I walked across the room, intending to go downstairs, but I was drawn to the bookcases instead. There was so much I didn’t know about Sara, and my curiosity got the better of me. Unlike her uncle’s collection of books about war, Sara’s was made up mainly of well-worn classics such as Bront?, Hemingway, Fielding, and Wilde. On the bottom shelf of one of the bookcases, I was surprised to discover an impressive collection of vinyl records from the sixties and seventies. I pulled out a Fleetwood Mac album and stared at it as if it would reveal the secrets of the girl I still knew so little about.

I put the album back on the shelf and turned to the stairs again when a book on the couch caught my eye. An artist’s sketchbook? Unable to resist, I picked it up and opened it to a drawing of a crow perched on what resembled the desk across the room. The detail in the sketch was incredible, from the shape of the feathers down to the intelligent gleam in the bird’s eyes. In the bottom right corner of the page were the initials S.G.

Enthralled by this other side of Sara, I forgot my intent to go downstairs and sat on the couch with the sketchbook on my lap.

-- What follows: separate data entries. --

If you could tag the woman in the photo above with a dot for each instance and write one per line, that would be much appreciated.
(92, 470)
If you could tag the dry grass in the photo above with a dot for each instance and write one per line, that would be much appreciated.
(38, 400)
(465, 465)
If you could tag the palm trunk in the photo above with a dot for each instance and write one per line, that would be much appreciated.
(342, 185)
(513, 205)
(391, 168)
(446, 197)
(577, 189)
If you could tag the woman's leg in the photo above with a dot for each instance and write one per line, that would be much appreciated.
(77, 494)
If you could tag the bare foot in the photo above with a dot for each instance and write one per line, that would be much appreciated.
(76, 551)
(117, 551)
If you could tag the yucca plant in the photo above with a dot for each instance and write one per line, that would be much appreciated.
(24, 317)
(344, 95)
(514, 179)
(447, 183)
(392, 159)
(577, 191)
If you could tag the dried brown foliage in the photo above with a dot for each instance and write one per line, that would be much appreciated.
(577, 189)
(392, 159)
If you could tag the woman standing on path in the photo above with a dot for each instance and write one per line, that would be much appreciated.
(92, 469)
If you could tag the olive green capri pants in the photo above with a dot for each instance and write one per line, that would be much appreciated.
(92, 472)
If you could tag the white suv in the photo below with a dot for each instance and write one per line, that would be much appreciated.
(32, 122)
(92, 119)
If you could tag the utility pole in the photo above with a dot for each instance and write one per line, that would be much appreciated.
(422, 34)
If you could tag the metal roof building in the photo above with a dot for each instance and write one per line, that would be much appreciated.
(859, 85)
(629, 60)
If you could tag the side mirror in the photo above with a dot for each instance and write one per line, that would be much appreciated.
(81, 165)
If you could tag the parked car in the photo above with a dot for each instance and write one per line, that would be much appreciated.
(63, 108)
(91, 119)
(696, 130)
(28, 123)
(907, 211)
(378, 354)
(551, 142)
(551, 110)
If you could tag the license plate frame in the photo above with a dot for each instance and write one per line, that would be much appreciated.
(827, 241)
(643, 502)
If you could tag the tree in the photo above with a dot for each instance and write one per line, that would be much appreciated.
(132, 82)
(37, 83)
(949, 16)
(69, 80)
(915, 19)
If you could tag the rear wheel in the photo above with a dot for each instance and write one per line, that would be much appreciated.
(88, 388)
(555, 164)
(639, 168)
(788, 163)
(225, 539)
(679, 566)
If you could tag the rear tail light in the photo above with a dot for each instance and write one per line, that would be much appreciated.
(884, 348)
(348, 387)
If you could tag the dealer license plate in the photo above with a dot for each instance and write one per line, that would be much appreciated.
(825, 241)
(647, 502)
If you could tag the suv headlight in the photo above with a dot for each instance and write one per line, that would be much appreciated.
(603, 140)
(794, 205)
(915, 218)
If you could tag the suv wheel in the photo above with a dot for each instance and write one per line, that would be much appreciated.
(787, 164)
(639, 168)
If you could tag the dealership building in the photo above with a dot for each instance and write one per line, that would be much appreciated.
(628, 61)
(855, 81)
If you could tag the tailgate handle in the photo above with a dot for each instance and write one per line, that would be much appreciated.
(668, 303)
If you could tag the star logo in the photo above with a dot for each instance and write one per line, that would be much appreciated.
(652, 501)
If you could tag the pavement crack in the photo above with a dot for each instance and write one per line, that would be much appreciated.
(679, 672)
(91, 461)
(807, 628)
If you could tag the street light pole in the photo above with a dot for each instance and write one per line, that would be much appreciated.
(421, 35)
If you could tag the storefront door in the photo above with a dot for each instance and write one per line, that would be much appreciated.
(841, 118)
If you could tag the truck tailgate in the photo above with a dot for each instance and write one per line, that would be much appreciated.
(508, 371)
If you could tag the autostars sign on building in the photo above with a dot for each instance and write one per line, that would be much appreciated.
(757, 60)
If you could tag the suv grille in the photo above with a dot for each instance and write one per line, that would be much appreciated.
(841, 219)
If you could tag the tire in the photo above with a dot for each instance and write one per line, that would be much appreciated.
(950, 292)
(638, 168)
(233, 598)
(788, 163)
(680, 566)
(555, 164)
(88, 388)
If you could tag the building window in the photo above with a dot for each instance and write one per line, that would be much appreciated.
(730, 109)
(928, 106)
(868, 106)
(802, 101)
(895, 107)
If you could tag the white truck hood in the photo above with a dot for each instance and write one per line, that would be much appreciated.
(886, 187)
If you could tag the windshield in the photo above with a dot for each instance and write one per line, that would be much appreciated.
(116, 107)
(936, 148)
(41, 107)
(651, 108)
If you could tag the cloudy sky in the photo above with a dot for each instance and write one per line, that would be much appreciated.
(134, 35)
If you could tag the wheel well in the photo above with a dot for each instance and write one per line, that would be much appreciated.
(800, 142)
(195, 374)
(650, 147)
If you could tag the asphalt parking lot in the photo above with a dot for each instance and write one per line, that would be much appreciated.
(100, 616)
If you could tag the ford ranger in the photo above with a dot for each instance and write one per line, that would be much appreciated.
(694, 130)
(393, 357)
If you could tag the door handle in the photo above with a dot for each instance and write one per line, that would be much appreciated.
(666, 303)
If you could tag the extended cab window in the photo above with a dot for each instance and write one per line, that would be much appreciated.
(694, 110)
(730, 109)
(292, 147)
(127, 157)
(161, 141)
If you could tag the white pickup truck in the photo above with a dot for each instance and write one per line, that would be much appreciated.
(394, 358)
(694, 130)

A few seconds later, a gray tabby jumped up to lie beside me, purring loudly as it began to wash behind its ears. I smiled as I turned to the next page where a drawing of the three-legged Beagle came alive on the page. After that it was Roland and Peter, her uncle, a bog creature, an imp in a ragged loincloth, a werewolf.

My hand hovered over the page when I uncovered an eerily accurate drawing of a troll, and I wondered where on Earth she had found a picture to draw from. There weren’t many books that could boast a true depiction of the fiercely reclusive creatures.

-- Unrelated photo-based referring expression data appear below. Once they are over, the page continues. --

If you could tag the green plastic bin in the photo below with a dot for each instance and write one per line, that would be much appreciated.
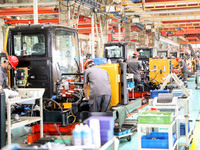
(155, 118)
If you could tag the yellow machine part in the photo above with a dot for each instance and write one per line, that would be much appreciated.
(114, 74)
(63, 105)
(159, 69)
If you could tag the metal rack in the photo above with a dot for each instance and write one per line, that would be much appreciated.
(25, 95)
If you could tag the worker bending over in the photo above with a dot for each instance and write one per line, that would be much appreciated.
(134, 66)
(99, 82)
(11, 62)
(197, 64)
(184, 69)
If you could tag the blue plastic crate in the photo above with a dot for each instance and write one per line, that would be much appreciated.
(154, 93)
(182, 128)
(178, 94)
(156, 140)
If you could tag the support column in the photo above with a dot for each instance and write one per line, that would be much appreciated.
(92, 24)
(2, 119)
(63, 13)
(35, 8)
(119, 31)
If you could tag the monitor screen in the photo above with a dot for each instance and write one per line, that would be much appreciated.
(114, 52)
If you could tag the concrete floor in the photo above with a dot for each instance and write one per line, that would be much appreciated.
(194, 111)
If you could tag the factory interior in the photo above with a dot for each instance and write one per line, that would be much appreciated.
(100, 75)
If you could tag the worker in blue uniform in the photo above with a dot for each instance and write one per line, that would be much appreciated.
(11, 62)
(98, 81)
(184, 70)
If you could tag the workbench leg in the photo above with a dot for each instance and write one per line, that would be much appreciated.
(9, 123)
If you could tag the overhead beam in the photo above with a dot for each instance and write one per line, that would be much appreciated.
(180, 33)
(162, 12)
(170, 18)
(32, 21)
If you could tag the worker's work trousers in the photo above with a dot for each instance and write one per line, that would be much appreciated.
(100, 103)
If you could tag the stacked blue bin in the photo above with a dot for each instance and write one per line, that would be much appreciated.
(158, 140)
(106, 127)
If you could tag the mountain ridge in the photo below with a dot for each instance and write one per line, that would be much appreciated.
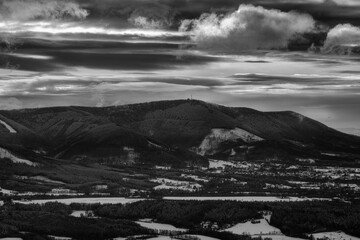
(178, 127)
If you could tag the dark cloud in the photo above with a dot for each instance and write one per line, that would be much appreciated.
(321, 10)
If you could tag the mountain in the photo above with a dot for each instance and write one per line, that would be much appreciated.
(178, 133)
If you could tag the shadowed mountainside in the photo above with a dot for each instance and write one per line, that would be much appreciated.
(173, 132)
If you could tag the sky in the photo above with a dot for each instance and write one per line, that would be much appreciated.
(271, 55)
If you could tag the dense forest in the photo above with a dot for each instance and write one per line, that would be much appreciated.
(292, 218)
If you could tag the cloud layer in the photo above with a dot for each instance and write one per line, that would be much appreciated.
(343, 39)
(23, 10)
(247, 28)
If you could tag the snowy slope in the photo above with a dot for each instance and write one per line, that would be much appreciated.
(218, 135)
(6, 154)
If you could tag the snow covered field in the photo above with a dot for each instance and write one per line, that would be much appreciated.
(10, 239)
(166, 183)
(6, 154)
(159, 226)
(249, 228)
(263, 229)
(68, 201)
(8, 127)
(247, 199)
(87, 214)
(40, 179)
(220, 164)
(218, 135)
(334, 236)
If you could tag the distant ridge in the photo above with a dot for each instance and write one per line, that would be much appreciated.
(170, 131)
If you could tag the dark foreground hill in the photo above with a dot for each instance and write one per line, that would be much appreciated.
(177, 133)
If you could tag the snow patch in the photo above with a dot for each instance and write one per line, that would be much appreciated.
(40, 179)
(217, 164)
(334, 236)
(176, 185)
(249, 228)
(6, 154)
(8, 127)
(68, 201)
(247, 199)
(86, 214)
(159, 226)
(219, 135)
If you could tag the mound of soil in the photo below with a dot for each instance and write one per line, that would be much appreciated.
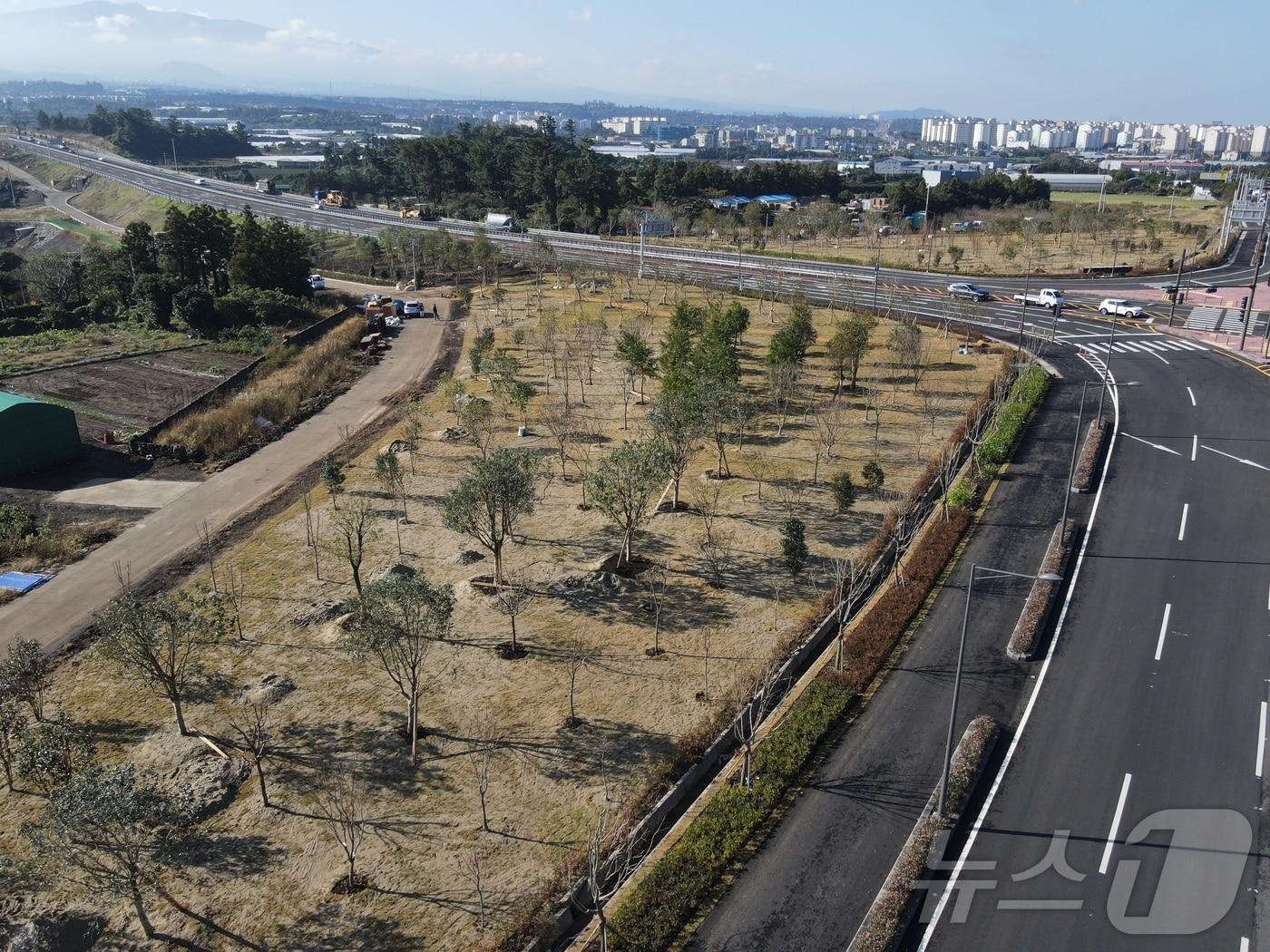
(63, 930)
(269, 689)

I turned the page, and my breath caught at the next drawing. It was me, emerging from the shadows with a sword in hand, and I knew immediately it was from the night we met. She had drawn me strong and lethal, but there was also a calm reassurance in my expression, as if she’d had no doubt I would save her from Eli. As if she’d had complete faith in me before we –

“Hey! What do you think you’re doing?”

I looked up and sucked in a sharp breath at the sight of Sara standing across the room, wrapped in a white towel that barely came to mid-thigh. Water glistened on her bare shoulders and arms, and her hair hung in wet curls around her face. Heat shot through me, and my body immediately responded to my beautiful mate.

Her voice rose. “Get out of my room and keep your hands off my things.”

“You took so long I thought you’d tried to run off again,” I drawled in an effort to hide my aroused state before it became embarrassing for us both. Not an easy feat with her standing there in all her half-naked glory.

An angry blush spread across her skin, and she clenched the top of the towel to her chest. “Well, as you can see, I am still here. Now do you mind leaving my room so I can get dressed?”

“Of course.” I knew I was invading her space, but she looked so adorably flustered that I couldn’t help but smile.

I stood, leaving the sketchbook open on the couch. “Your drawings are quite good. Has anyone ever told you that?”

She scowled at the mention of her work. “I don’t show them to anyone. They’re private.”

So many secrets. It was time to start unravelling the mystery that was Sara Grey. I’d almost forgotten the reason I was here tonight. I’d give her the privacy she wanted…for now. But we were going to talk at some point.

“I’ll see you downstairs shortly,” I said before I descended the stairs.

At the bottom, I took a deep breath and shook my head at how easily she affected me without even trying.

Rain battered the windows as I walked into the kitchen, and I felt the building shake from the gale force wind. I listened to the storm, relieved that Sara was safe here with me and not out in that weather.